Split lunges and variations

Today we are going to do a presentation showing a couple of different ways of doing split squats.

I am going to show you two exercises and if you’d like to see more, you can subscribe on the side or below this video. These exersises were created for squash players but can be used within anyones exercise routines!

We train some elite squash players using the 4 Core Fitness training system which is focused on medicine ball training and functional circuit training with different devices.

This exercise I use a lot with squash players. Many quash players are quad dominant meaning they always have trouble with their hamstring. This exercise shows a different way to use the quads as well as the hamstring.

First, I’m going to demonstrate a split squat. A split squat is very simple. There are two different ways you can execute it. 

1. Put your foot up on the bench and stand away (but not so far away that you loose balance) and move down and up. You’ll find a little bit of pull on the left side if you use the right leg to squat but mainly the left side the quadriceps is going to stretch out and you are loading the quad (on the right side).

As for loading the bum, if your body is too upright/too straight, it will switch off your bum. Not fully, but partially. If I’m doing the squat totally upright like this, I can feel my bum but most people are going to be more quad dominant. If you lean a little bit forward immediately you are going to use your bum, your glute much more.

If you have flexibility issues step just a little bit away from the bench. The only problem with this is that your knee is going to go forward and this is really bad. You don’t want that. As I push my bum back I’m structuring the movement backwards.

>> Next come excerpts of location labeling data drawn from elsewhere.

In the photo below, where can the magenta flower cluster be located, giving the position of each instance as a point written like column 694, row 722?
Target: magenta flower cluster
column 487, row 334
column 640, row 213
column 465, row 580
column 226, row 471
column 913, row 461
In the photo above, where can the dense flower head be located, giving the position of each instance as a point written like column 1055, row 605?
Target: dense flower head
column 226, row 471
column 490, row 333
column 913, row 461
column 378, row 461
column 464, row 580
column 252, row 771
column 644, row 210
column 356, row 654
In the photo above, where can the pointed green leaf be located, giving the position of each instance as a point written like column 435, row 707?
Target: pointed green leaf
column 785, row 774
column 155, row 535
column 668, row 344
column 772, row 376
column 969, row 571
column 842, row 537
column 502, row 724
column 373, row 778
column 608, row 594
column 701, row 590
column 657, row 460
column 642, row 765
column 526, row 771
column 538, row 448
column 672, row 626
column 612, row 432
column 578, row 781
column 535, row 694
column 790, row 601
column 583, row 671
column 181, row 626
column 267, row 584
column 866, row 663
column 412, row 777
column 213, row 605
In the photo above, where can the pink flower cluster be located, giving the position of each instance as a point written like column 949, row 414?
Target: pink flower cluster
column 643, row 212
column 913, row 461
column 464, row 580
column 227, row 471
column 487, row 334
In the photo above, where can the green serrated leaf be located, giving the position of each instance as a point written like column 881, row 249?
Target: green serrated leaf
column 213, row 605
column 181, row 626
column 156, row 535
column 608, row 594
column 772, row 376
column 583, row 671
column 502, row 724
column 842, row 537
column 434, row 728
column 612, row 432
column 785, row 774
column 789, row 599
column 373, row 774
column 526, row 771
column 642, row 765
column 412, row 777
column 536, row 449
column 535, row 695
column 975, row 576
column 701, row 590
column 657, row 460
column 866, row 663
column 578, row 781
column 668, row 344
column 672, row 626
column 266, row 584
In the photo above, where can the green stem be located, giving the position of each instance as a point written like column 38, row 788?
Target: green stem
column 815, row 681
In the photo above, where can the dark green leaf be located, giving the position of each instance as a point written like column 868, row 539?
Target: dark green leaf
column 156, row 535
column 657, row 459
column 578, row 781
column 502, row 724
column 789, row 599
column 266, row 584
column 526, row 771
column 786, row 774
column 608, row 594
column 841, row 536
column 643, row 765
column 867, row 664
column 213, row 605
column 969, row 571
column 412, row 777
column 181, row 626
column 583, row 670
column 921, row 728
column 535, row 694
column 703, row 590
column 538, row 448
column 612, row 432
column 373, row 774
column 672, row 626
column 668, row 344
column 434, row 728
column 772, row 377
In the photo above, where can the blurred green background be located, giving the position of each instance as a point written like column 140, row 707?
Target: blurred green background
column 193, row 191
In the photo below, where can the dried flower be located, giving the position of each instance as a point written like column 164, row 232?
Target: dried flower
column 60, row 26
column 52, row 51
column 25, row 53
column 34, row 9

One thing you can do to enhance this exercise and get more bum function is to use your bum like a hip extension when we do the squat. Squat down, come up, and then you touch your toes. Slightly bend your knee and touch the floor and then you use your bum to come back up, go down again and activate.

If I’m too straight I’ll become more quad dominant so when I’m doing the squat, I lean forward a little bit, move the bum to come up, then forward. Now you are still going to feel a lot of quadriceps obviously but the hamstring is stabilizing, the other side of the quad is stretching out and you are going to start to use your bum.